Plato was an Athenian philosopher during the Classical periodAncient Greece, founder of the Platonist school of thought, and the Academy, the first institution of higher learning in the Western world.

Plato was the innovator of the written dialogue and dialectic forms in philosophy. Plato is also considered the founder of Western political philosophy. His most famous contribution is the theory of Forms known by pure reason, in which Plato presents a solution to the problem of universals known as Platonism (also ambiguously called either Platonic realism or Platonic idealism). He is also the namesake of Platonic love and the Platonic solids.

According to Neanthes, Plato was six years younger than Isocrates, and therefore was born the same year the prominent Athenian statesman Pericles died (429 BC). Jonathan Barnes regards 428 BC as the year of Plato's birth. The grammarian Apollodorus of Athens in his Chronicles argues that Plato was born in the 88th Olympiad. Both the Suda and Sir Thomas Browne also claimed he was born during the 88th Olympiad. Another legend related that, when Plato was an infant, bees settled on his lips while he was sleeping: an augury of the sweetness of style in which he would discourse about philosophy.

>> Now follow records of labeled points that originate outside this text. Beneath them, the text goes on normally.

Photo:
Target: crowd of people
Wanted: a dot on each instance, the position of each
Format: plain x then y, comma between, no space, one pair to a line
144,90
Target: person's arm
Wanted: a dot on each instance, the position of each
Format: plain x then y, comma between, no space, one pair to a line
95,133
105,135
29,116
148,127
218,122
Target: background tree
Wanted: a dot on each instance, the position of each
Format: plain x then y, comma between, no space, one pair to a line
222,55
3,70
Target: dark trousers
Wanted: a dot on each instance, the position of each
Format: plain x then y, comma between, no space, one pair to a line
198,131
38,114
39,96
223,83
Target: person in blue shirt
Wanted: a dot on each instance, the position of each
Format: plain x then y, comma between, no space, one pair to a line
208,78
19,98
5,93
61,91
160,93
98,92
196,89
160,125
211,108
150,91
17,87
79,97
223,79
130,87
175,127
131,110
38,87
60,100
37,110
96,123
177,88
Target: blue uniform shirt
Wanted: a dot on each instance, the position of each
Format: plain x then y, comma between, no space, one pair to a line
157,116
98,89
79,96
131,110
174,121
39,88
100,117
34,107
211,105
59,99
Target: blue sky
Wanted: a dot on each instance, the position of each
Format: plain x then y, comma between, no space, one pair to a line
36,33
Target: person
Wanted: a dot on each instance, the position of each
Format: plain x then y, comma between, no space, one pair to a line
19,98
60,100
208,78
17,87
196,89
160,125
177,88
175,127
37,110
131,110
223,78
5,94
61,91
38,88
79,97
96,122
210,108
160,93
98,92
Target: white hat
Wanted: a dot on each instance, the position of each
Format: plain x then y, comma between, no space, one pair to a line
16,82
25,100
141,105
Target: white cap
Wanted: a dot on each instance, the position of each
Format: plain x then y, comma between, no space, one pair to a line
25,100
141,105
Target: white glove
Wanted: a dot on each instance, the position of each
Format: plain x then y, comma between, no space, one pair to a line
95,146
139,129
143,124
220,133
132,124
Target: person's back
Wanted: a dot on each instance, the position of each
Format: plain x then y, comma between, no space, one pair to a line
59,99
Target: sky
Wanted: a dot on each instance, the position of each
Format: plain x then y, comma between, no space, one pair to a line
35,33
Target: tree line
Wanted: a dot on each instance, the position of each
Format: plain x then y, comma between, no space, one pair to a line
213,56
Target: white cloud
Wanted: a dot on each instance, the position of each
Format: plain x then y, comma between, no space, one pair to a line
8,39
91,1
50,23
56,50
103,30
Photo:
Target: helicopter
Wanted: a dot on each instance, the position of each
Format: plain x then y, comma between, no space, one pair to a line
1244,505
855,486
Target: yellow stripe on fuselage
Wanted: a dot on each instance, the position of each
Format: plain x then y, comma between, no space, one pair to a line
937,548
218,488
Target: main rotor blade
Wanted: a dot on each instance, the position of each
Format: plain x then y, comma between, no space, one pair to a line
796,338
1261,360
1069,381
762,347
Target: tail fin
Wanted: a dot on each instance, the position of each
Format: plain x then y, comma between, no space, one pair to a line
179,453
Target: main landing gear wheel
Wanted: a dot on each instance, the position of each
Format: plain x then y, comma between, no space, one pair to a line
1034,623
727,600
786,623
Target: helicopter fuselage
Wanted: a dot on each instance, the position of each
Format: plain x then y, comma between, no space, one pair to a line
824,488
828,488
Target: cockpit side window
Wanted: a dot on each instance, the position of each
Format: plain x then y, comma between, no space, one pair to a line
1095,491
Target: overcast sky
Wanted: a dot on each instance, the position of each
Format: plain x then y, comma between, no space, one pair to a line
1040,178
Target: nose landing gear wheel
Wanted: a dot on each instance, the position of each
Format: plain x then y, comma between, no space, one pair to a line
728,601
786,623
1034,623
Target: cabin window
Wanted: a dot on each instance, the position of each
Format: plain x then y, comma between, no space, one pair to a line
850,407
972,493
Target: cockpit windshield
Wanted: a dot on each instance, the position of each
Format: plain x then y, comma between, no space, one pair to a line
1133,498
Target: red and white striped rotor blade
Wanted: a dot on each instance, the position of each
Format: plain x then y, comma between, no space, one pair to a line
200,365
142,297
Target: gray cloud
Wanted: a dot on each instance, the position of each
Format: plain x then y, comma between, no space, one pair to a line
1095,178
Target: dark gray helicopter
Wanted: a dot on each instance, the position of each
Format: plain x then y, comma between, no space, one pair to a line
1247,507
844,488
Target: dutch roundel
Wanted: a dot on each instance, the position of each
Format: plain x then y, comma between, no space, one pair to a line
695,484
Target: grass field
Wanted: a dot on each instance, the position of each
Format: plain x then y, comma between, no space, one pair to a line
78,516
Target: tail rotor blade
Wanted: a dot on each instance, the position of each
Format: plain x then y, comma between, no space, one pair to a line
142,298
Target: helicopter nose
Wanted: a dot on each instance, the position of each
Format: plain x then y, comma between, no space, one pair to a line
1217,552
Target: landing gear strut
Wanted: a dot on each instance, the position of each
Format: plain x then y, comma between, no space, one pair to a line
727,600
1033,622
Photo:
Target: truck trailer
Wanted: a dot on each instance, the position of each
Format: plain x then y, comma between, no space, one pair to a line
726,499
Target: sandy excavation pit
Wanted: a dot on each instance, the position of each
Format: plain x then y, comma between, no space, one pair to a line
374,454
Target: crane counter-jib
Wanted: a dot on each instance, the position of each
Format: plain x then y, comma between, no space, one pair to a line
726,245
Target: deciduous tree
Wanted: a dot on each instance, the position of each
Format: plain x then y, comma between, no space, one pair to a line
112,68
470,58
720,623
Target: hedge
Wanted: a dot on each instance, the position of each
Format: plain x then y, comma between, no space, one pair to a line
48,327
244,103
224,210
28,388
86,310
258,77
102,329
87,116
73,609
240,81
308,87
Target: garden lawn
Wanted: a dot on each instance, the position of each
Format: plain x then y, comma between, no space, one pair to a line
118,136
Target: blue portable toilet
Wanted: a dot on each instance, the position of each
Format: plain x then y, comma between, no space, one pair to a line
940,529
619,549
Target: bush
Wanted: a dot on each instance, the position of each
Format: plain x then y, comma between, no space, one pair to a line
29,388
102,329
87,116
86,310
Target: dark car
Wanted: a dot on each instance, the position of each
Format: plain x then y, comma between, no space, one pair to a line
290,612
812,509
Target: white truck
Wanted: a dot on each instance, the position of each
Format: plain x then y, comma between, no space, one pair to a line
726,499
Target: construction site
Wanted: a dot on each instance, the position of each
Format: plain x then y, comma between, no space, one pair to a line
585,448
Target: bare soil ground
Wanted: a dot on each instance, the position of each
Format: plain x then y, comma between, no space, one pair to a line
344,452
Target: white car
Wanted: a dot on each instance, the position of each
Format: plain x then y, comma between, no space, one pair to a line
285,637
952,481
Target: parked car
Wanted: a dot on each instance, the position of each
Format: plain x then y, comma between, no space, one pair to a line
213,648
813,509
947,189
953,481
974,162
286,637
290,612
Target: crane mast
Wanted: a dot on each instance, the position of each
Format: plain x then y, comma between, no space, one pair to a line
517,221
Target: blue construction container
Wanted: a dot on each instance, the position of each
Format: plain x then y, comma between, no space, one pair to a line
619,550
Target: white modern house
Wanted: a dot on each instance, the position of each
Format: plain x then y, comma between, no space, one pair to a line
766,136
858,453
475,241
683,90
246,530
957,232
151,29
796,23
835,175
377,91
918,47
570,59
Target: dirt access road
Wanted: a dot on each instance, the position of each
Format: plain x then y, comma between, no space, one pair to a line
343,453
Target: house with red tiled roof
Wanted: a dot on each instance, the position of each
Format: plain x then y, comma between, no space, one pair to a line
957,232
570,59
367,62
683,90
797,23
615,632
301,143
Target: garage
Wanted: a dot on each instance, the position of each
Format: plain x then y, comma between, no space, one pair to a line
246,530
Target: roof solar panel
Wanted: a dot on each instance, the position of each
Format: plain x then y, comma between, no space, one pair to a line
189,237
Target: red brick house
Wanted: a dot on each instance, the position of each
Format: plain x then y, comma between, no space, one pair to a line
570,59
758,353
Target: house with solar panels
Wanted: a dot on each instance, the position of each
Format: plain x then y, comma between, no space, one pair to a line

Ancient sources describe him as a bright though modest boy who excelled in his studies. Apuleius informs us that Speusippus praised Plato's quickness of mind and modesty as a boy, and the "first fruits of his youth infused with hard work and love of study". His father contributed all which was necessary to give to his son a good education, and, therefore, Plato must have been instructed in grammar, music, and gymnastics by the most distinguished teachers of his time. Plato invokes Damon many times in the Republic. Plato was a wrestler, and Dicaearchus went so far as to say that Plato wrestled at the Isthmian games. Plato had also attended courses of philosophy; before meeting Socrates, he first became acquainted with Cratylus and the Heraclitean doctrines.

In the dialogue Timaeus Plato associated each of the four classical elements (earth, air, water, and fire) with a regular solid (cube, octahedron, icosahedron, and tetrahedron respectively) due to their shape, the so-called Platonic solids. The fifth regular solid, the dodecahedron, was supposed to be the element which made up the heavens.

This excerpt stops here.